Microsoft has been accused of greenwashing due to its close links with fossil fuel companies.
In a filing with the US Securities and Exchange Commission from the non-profit As You Sow, Microsoft is accused of hypocrisy for styling itself as a “first mover” on climate change while targeting fossil fuels as the most significant growth opportunity for artificial intelligence (AI), machine learning and cloud computing services.
Citing a report from the Atlantic, the non-profit highlights that Microsoft’s partnerships with the fossil fuel sector “could represent a market opportunity of $35 billion to $75 billion annually in the coming years.”
In addition, Microsoft has “sought to market AI to companies such as ExxonMobil and Chevron as a powerful tool for finding and developing new oil and gas reserves and maximizing their production—all while publicly committing to reduce emissions dramatically.”
This is despite the tech giant's assurances that it would only seek advanced technology partnerships with energy companies publicly committing to net zero carbon targets.
However, the company “lacks a credible external standard used to evaluate the net zero claims of its partners,” the filing claims.
The filing also asserts that Microsoft is “selectively reporting on the climate-positive applications of advanced technologies while omitting the climate-related risks of deploying advanced technologies to increase the extraction of fossil fuels.”
Responding to a request to comment, a Microsoft spokesperson told DCD: "Microsoft recognizes the world’s need to both quickly develop access to more energy and to achieve an energy transition that achieves a net zero carbon economy by 2050. We published a set of Energy Principles in 2022 specifically designed to guide the company’s work addressing this challenge. The additional reporting requested in this proposal is unnecessary given Microsoft’s existing disclosure of our approach to working with customers in the energy sector."
DCD has reached out to As You Sow for comment.
In its latest Environmental Sustainability Report, Microsoft disclosed a nearly 30 percent rise in CO2 emissions since 2020, marking a setback to its pledge to reach carbon neutrality by 2030. This uptick in emissions comes despite the tech giant’s ambitious sustainability goals to reduce its environmental footprint over the long term.
As a result, it is at increased risk of reputational damage due to allegations of greenwashing. As You Sow argues, to alleviate these concerns, Microsoft must identify “the risks associated with these technologies, reporting them to shareholders, and even offering solutions that would limit associated harms.” Doing so would increase transparency and provide investors with the requisite information about the firm's exposure to material climate related risks.
Microsoft isn't the only technology giant that has been accused of greenwashing. For example, despite its extensive deal count in securing renewable energy supply, Google admitted that its operations last year resulted in a 13 percent increase in greenhouse gas and can no longer claim to be carbon neutral.
In addition, Amazon has claimed that by “purchasing additional environmental attributes (such as renewable energy credits) to signal our support for renewable energy,” it is hitting clean energy targets.

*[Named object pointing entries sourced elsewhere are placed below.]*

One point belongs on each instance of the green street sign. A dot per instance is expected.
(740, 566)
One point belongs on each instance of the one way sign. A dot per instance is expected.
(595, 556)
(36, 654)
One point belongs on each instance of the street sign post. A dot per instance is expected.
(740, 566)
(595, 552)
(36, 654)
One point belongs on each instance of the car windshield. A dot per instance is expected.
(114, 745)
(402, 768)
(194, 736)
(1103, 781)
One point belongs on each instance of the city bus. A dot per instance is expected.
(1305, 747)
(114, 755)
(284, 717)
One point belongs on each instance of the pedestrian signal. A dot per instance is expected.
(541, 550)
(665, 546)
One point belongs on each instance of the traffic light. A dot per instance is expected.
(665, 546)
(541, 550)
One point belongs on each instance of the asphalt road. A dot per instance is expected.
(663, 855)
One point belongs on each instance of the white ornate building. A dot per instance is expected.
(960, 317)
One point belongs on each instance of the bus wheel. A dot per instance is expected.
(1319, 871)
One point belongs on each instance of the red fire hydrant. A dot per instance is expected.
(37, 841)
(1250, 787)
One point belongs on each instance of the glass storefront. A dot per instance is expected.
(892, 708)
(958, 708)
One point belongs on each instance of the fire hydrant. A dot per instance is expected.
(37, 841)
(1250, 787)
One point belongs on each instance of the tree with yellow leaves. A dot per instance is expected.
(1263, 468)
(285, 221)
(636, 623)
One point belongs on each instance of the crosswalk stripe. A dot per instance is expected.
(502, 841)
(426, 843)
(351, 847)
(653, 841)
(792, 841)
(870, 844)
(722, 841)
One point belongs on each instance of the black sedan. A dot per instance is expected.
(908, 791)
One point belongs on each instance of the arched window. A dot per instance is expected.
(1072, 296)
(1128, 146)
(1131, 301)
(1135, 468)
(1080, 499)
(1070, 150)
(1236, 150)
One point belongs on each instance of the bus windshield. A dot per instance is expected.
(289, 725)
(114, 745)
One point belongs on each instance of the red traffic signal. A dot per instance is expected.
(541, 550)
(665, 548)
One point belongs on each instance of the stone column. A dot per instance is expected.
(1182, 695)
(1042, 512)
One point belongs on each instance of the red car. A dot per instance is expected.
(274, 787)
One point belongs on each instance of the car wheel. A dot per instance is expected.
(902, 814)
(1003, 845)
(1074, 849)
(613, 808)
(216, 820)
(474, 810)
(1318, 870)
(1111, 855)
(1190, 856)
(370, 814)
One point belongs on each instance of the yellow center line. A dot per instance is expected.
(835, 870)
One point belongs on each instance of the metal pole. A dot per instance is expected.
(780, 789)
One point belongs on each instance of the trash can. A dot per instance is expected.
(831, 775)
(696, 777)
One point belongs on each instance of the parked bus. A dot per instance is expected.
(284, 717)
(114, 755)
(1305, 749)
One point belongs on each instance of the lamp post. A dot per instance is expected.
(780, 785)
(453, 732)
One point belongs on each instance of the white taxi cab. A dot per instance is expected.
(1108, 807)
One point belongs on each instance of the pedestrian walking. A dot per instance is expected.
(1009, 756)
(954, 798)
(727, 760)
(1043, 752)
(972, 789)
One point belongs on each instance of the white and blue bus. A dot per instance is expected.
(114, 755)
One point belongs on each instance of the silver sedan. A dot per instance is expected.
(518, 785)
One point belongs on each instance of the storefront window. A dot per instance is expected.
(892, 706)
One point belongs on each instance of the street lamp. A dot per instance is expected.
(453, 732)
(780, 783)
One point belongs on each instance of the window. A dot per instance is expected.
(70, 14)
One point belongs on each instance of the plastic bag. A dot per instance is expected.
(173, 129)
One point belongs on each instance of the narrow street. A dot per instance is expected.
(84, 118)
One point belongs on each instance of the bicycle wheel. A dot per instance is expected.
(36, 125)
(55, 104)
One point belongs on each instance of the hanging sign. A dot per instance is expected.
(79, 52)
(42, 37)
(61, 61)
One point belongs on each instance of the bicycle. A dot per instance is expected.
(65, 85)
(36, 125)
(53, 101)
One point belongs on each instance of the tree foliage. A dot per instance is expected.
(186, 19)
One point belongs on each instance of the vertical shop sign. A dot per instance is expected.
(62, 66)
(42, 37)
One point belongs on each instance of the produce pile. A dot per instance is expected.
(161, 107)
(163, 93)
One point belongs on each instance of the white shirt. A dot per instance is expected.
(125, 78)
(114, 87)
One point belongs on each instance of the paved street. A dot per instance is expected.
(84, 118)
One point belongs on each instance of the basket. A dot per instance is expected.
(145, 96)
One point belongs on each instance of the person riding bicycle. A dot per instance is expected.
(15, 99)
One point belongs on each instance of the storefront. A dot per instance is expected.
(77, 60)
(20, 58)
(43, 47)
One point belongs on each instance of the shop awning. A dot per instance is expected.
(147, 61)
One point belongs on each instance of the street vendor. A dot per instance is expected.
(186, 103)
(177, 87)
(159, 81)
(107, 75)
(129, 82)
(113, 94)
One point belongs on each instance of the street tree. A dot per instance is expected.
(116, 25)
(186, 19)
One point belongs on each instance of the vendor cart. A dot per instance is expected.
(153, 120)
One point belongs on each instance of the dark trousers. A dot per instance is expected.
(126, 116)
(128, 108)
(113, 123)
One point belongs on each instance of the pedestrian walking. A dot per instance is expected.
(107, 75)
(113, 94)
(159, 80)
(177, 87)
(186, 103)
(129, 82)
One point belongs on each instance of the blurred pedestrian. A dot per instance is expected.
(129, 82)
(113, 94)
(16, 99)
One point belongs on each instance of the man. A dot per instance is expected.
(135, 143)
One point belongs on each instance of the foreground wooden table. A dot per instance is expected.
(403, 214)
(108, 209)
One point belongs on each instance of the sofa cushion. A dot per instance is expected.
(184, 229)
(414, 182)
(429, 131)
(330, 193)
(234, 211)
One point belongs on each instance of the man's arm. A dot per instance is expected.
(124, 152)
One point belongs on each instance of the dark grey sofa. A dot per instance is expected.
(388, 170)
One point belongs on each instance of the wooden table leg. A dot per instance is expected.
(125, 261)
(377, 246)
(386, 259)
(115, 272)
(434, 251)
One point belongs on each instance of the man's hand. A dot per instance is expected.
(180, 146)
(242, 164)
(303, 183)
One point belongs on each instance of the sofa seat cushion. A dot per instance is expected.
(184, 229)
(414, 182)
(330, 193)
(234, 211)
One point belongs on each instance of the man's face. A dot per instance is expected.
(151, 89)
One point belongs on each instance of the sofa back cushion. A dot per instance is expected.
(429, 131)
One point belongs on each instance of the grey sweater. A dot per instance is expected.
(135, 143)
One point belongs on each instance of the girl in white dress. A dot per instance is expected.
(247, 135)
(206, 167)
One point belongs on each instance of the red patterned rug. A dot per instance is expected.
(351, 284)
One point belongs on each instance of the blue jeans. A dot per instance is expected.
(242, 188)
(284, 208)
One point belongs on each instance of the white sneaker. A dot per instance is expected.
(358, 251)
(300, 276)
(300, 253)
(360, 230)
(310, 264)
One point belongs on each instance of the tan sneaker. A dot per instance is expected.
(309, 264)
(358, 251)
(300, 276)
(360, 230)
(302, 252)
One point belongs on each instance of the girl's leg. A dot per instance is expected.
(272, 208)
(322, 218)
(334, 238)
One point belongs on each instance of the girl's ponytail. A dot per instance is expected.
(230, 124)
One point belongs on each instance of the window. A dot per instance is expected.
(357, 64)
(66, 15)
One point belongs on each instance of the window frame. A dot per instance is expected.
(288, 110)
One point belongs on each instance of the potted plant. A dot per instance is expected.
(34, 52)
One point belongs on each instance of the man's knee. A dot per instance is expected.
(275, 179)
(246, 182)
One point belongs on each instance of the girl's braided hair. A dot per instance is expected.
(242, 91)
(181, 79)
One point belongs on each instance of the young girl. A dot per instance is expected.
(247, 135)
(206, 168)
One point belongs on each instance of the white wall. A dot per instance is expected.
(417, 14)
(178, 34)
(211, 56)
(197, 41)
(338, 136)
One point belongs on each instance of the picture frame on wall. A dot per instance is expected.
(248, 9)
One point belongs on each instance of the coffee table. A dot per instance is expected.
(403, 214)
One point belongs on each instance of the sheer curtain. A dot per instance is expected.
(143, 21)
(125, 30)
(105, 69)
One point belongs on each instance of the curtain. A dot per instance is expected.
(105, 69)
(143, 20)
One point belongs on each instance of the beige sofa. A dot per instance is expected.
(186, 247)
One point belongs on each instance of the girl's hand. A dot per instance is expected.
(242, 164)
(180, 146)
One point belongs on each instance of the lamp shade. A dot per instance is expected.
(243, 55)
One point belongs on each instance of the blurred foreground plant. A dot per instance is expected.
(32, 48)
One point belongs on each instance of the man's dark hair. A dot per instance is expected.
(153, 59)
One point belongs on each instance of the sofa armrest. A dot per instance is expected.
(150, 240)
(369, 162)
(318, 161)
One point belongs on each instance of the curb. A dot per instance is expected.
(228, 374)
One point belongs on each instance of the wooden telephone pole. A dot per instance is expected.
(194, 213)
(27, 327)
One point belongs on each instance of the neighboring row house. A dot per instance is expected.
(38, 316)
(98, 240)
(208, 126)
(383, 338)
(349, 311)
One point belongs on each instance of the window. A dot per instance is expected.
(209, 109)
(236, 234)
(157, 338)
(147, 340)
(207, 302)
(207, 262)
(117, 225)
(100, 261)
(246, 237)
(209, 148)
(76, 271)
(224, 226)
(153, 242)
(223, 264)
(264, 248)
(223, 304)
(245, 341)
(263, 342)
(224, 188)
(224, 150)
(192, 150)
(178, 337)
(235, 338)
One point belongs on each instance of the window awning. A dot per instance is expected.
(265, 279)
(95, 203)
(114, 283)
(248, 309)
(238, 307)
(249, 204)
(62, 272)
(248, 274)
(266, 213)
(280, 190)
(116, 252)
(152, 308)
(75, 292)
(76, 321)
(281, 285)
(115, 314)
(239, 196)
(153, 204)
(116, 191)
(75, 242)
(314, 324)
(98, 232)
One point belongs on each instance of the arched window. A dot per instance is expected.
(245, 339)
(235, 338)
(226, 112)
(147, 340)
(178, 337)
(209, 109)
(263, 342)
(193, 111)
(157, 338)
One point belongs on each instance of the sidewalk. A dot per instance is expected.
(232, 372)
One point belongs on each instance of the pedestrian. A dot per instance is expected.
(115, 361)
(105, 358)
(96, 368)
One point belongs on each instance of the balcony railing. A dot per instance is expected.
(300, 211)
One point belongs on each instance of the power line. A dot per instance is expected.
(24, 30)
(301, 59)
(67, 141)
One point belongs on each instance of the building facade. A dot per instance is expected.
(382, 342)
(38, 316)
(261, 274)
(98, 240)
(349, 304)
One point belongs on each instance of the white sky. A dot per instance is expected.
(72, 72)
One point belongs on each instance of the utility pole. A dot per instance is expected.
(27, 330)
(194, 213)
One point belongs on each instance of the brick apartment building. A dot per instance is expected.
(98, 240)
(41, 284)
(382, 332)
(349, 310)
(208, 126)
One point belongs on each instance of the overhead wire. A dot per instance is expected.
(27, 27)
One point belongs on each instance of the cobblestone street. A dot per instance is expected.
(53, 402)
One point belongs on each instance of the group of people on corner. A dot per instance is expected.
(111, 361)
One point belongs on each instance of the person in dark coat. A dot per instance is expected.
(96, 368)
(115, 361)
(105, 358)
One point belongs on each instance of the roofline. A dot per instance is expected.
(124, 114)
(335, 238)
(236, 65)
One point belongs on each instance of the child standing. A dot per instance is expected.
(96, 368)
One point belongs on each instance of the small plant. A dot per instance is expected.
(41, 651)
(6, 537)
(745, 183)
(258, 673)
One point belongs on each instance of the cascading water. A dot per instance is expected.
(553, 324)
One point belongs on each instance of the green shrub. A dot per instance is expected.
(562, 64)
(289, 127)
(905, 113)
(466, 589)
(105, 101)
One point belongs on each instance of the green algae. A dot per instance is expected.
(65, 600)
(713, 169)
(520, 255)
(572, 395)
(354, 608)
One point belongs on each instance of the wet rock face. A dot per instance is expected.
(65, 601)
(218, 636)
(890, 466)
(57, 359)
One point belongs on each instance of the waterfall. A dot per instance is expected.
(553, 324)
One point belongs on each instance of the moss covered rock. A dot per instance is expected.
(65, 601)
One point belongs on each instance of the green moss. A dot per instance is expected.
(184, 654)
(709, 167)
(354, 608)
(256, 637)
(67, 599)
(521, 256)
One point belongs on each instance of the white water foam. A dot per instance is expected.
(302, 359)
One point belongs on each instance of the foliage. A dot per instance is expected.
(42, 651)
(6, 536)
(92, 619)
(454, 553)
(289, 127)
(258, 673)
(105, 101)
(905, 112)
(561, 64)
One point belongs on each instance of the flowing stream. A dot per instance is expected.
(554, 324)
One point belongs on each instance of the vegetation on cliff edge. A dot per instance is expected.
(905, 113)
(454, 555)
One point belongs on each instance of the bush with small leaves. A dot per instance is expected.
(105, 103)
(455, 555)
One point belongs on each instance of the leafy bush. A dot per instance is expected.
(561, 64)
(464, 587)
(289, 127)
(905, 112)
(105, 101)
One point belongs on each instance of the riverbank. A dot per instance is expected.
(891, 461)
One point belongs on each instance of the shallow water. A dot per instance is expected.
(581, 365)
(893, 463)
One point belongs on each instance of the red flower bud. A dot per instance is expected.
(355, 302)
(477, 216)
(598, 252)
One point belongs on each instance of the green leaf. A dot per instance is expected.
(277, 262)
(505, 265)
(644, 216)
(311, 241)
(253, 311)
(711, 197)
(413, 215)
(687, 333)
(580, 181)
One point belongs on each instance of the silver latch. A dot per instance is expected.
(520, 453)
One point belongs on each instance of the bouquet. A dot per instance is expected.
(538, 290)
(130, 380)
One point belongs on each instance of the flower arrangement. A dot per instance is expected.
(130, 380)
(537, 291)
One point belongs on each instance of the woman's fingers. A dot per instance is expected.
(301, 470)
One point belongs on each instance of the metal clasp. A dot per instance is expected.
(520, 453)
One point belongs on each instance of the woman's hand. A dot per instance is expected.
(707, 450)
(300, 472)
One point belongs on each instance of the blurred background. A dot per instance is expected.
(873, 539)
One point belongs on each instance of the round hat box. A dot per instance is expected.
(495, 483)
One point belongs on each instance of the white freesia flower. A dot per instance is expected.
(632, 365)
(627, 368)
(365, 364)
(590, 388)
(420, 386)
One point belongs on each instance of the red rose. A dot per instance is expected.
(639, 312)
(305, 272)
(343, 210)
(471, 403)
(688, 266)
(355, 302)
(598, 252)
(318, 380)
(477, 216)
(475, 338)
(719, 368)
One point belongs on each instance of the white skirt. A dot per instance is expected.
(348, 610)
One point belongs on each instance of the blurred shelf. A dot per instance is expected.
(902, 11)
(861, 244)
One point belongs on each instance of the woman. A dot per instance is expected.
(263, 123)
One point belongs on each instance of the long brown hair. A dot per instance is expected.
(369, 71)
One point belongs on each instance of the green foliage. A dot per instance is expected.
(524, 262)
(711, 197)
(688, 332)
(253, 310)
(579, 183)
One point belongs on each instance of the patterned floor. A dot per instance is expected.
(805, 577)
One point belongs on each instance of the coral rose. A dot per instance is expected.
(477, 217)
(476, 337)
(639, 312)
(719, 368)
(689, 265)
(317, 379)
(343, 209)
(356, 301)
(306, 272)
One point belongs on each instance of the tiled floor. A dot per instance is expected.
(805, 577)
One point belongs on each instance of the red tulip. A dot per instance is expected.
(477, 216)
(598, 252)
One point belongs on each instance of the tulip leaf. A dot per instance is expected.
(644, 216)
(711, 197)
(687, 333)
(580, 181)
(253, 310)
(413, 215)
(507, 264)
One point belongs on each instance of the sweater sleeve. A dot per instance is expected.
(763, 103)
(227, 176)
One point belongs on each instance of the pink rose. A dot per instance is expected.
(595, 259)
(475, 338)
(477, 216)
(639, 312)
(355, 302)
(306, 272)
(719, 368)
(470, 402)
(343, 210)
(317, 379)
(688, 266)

However, the ‘Amazon Employees for Climate Justice’ calculated that 78 percent of the energy Amazon consumes in the US still comes from “non renewable sources.” The group contends, "The reality on the ground is that its data centers are driving up demand for fossil fuels.”
Data center firms remain one of the largest procurers of renewable energy worldwide, investing billions into clean energy technologies. However, with the massive increase in power demand expected over the rest of the decade, fossil fuels will remain a crucial part of the energy mix for data center firms.
A recent report by S&P Global supports this in stating that demand for natural gas to support data centers in the US could reach up to three billion cubic feet per day (bcf/d) and as high as six bcf/d by 2030 if natural gas assumes a larger share.